Here is a little thought experiment I have been running on this story. Lets assume for a moment that piece of sugar quartz the size of your fist, laden with free gold, WAS indeed found where Twilight Creek and Lime Creek meet. That would be a fairly heavy specimen. Now supposedly Carson found his vein up at the head of Twilight Creek. However, there is a basin up at the head of the creek, and also a small mountain pond in the middle of it. These kinds of ponds/small lakes are very common up in the high country, and usually aren't more than 20 feet deep or so. But where they start draining down the watershed (at least on the surface) there is always an area of ground higher than the bottom of the pond. Otherwise the pond would not form in the first place, and the runoff would never accumulate there.
So then, does that mean the vein must be in a place where any chunks like our fist sized specimen of ore in question would NOT fall into such a pond?
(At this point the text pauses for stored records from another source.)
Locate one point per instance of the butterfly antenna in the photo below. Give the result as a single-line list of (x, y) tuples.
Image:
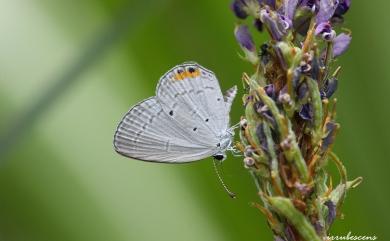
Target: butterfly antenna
[(230, 193)]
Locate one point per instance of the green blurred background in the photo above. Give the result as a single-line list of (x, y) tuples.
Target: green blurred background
[(60, 178)]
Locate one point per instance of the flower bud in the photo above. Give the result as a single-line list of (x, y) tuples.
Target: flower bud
[(306, 112), (276, 25), (243, 124), (329, 88), (243, 8), (341, 44), (343, 7), (325, 31)]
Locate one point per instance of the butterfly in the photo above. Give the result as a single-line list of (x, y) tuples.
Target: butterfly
[(187, 120)]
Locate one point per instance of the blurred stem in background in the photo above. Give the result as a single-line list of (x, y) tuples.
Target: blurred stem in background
[(127, 22)]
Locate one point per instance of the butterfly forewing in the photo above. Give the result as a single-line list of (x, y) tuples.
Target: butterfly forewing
[(148, 133)]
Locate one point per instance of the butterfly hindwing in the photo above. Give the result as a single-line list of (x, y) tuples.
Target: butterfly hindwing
[(148, 133)]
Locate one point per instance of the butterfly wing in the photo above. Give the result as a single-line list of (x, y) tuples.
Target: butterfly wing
[(192, 95), (147, 133)]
If the vein were in the upper basin in a place where ore eroding from it were to fall down into that pond, wouldn't it remain there in that pond until the lip holding the pond back were to erode away?
Of course, it may have taken that fist sized chunk of ore thousands of years to arrive at the bottom of Twilight Creek. But I can't help but wonder how it would get there at all if it were to fall to the bottom of a basin pond. Which MAY mean the vein was located in an area where ore chunks could erode out and fall down the watershed without falling in pond areas.